There were at least two avenues available to counsel to object to the extraneous
offenses. First, after inquiring of the state if they intended to offer evidence to prove
the unadjudicated offenses, he could have objected to the introduction of any of the
exhibits which mentioned them and moved the court to order redaction of those
portions of the exhibits. Second, he could have requested that the trial court make a
threshold determination that the jury could reasonably find beyond a reasonable doubt
that Appellant committed the extraneous offenses. Harrell v. State, 884 S.W.2d 154,
160 (Tex. Crim. App. 1994). This latter determination could have been made by a
preliminary review of the documents. Welch v. State, 993 S.W.2d 690, 667 (Tex.
App.– San Antonio 1999).
Instead, trial counsel took neither of these actions and did not object to State’s
Exhibits P-11 through P-15 at all.
The test for ineffective assistance of counsel is the same under the state and
federal constitutions. Hernandez v. State, 726 S.W.2d 53, 56-57 (Tex. Crim. App.
1986. Claims of ineffective assistance of counsel are measured against a two-prong
test established by the Supreme Court in Strickland v. Washington, 466 U.S. 668,
687 (1984). An appellant must first show that his attorney’ performance was
BRIEF FOR APPELLANT-15
deficient, i.e., that his assistance fell below an objective standard of reasonableness.
Second, a claimant must demonstrate prejudice or a reasonable probability that, but
for his attorney’s unprofessional errors, the result of the proceeding would have been
different. Thompson v. State, 9 S.W.3d 808, 812 (Tex. Crim. App. 1999).
It is clear from the record that trial counsel not only did not make appropriate
objections, but was unprepared to do so. The District Clerk’s record reflects that no
request was filed by trial counsel for the state to provide notice to Appellant of
extraneous offenses. Tex. Code Crim. Proc., Art 37.07, Sec. (3)(g). Texas Rules of
Evidence, 404(b). Counsel did file a Motion for Discovery of Punishment Evidence
that did not specifically request notice of extraneous offenses, but did not even file
this motion until the day the trial began. (CR:32-35)

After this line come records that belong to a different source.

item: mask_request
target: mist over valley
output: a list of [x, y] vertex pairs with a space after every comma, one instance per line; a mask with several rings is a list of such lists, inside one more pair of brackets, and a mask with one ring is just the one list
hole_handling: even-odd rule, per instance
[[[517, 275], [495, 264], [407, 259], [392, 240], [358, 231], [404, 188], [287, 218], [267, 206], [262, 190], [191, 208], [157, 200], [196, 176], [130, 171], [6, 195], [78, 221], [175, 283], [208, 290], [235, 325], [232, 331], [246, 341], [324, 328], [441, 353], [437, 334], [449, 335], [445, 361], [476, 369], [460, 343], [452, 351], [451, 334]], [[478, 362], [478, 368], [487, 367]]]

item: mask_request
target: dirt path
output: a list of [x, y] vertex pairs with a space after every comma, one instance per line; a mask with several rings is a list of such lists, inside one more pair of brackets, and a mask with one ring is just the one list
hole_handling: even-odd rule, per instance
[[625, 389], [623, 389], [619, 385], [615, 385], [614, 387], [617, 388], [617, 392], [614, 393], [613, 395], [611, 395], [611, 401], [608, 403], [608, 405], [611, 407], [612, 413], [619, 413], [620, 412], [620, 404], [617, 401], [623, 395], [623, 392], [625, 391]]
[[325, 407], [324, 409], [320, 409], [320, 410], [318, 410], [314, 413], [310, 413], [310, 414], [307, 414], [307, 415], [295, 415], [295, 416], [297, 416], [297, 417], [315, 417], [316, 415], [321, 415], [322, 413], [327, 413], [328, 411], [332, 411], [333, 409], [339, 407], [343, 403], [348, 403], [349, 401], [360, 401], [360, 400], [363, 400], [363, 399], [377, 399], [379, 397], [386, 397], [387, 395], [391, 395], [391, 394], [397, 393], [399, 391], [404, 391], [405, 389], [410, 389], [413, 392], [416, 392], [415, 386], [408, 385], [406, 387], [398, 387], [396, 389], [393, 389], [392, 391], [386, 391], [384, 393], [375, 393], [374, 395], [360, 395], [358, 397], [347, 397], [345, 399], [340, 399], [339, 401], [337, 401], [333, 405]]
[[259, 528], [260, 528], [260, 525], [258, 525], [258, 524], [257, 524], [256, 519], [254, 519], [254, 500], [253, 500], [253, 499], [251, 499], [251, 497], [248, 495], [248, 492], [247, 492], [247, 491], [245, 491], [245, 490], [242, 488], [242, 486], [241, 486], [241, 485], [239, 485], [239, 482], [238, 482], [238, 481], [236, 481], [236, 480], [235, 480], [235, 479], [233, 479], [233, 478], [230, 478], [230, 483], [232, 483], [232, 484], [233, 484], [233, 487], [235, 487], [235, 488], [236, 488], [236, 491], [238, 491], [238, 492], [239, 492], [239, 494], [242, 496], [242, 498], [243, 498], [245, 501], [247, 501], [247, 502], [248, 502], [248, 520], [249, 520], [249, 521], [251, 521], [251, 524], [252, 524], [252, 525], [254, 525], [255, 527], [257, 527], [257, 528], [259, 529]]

Indeed, the trial court voiced its concerns when trial counsel was attempting
to introduce an exhibit:
THE COURT: My gosh. You wouldn’t have – if that was your defense
in the middle of the trial, don’t you think you might have looked that
up? Are you trying to do a Sixth Amendment ineffective assistance on
purpose or what? (RR5: 89)
In terms of prejudice, it would be difficult to imagine a more damaging
omission than failure to make objections that would have prevented a minimum of
fourteen extraneous offenses and numerous bad acts from being presented to the jury
or at least have preserved the issue for appellate review.
BRIEF FOR APPELLANT-16
ISSUE NUMBER TWO
THE JUDGMENT OF THE COURT IS INCONSISTENT WITH THE ACTUAL
COURT’S RECORD AND SHOULD BE REFORMED
The trial court judgment reflects that Appellant pled true to each of the
enhancment paragraphs. (CR: 68) However, the trial record shows that Appellant
pled untrue to all of these paragraphs with the exception of paragraph two. (RR4: 59-
60) Appellant requests that the Judgment be reformed to reflect this fact.
BRIEF FOR APPELLANT-17
PRAYER
WHEREFORE, Premises considered, it is respectfully requested that this case
be reversed and remanded to the trial court and that the Court’s Judgment be reformed
to reflect Appellant’s actual pleas to the enhancement paragraphs.
Respectfully submitted,
/s/ C. Wayne Huff__________
C. Wayne Huff
P.O. Box 2334
Boerne, Texas 78006
Bar Card No. 10180600
(214) 803-4127
Facsimile (830) 230-5567
cwhuff@aol.com
CERTIFICATE OF SERVICE
The undersigned attorney of record of Appellant hereby certifies that a true and
correct copy of the foregoing motion was served on the District Attorney for Comal
County, Texas, at 150 N. Seguin #307, New Braunfels, TX 78130 on the same date
that it was efiled with this court.
Signed this the 8th day of December, 2015.
/s/ C. Wayne Huff_____________
C. Wayne Huff
BRIEF FOR APPELLANT-18
CERTIFICATE OF COMPLIANCE
I hereby certify that the foregoing document is in compliance with Rule of
Appellate Procedure 9.4(i)(2)(B) in that it contains 3332 words.